Proof. Let $d=\gcd(a,b)$. We know $d=xa+yb$ with $x,y\in\Bbb Z$. More precisely, we can find such $x,y$ with $0\le x<b$ and $-a<y\le 0$. Trivially $2ab=ab+ba\in a\Bbb N+b\Bbb N$. If $kd\in a\Bbb N+b\Bbb N$, say $kd=na+mb$, and $kd\ge 2ab$ then we cannot have both $n<b$ and $m<a$. If $m\ge a\ge -y$ then $(k+1)d=(n+x)a+(m+y)b$ shows $(k+1)d\in a\Bbb N+b\Bbb N$. Otherwise, $n\ge b$ and $(k+1)d=(n+x-b)a+(m+y+a)b$ does it. By induction, all multiples of $d$ from $2ab$ on are in $a\Bbb N+b\Bbb N$. (As mentioned in the comments, with a bit more care the bound $2ab$ can be lowered substantially, but we don't need this here) $_\square$

Corollary 1. If $A$ is a subsemigroup of $\Bbb N$ and contains almost all all sufficiently large multiples of $a\in\Bbb N$ and all sufficiently large multiples of $b\in\Bbb N$, then it contains all sufficiently large multiples of $\gcd(a,b)$.

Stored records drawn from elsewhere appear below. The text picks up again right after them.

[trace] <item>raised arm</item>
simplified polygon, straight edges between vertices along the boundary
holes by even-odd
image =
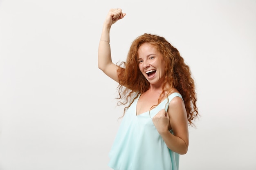
[[[118,66],[112,62],[110,46],[110,33],[112,25],[122,19],[126,14],[120,9],[111,9],[103,24],[98,51],[98,67],[107,75],[119,82]]]

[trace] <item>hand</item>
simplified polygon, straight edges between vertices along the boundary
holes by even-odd
[[[123,13],[122,9],[120,8],[111,9],[108,13],[104,24],[111,26],[118,20],[123,18],[126,15],[126,13]]]
[[[170,124],[170,117],[168,113],[164,109],[160,110],[153,117],[152,121],[160,135],[169,131],[168,128]]]

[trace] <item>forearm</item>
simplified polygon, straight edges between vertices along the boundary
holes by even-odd
[[[104,25],[98,51],[98,66],[104,70],[109,64],[112,64],[110,51],[110,26]]]
[[[182,139],[175,136],[169,131],[166,131],[160,135],[170,150],[180,155],[186,153],[189,144],[186,144]]]

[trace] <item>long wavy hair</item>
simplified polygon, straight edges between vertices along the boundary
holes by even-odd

Proof. Assume $ka\in\Bbb N$ for all $k>k_a$ and $kb\in\Bbb N$ for all $k>k_b$. Let $p$ be a prime $>\max\{k_a,b\}$ and $q$ a prime $>\max\{k_b,a,p\}$. Then $pa\Bbb N+qb\Bbb N\subseteq A$ and hence all sufficiently large multiples of $\gcd(pa,qb)=\gcd(a,b)$ are in $A$. $_\square$

By induction this immediately generalizes the lemma to

Corollary 2. If $a_1,\ldots,a_n\in\Bbb N$ then $a_1\Bbb N+\ldots +a_n\Bbb N$ contains all sufficiently large multiples of $\gcd(a_1,\ldots,a_n)$. $_\square$

Now let $A$ be a subsemigroup of $\Bbb N$. Let $d$ be the $\gcd$ of all elements of $A$. Then we can find finitely many elements $a_1,\ldots,a_n$ of $A$ with $\gcd(a_1,\ldots,a_n)=d$. By the above, we know that all sufficiently large multiples of $d$ are in the subsemigroup generatd by $a_1,\ldots,a_n$. Add the finitely many elements of $A$ below that threshold to see that $A$ is finitely generated.

Edit (evgeniamerkulova). For dummies like me who had difficulty, notice that from 2nd line of proof of lemma starting with If $kd\in a\Bbb N+b\Bbb N$...Hagen is proving implication $kd\in a\Bbb N+b\Bbb N\implies (k+1)d\in a\Bbb N+b\Bbb N$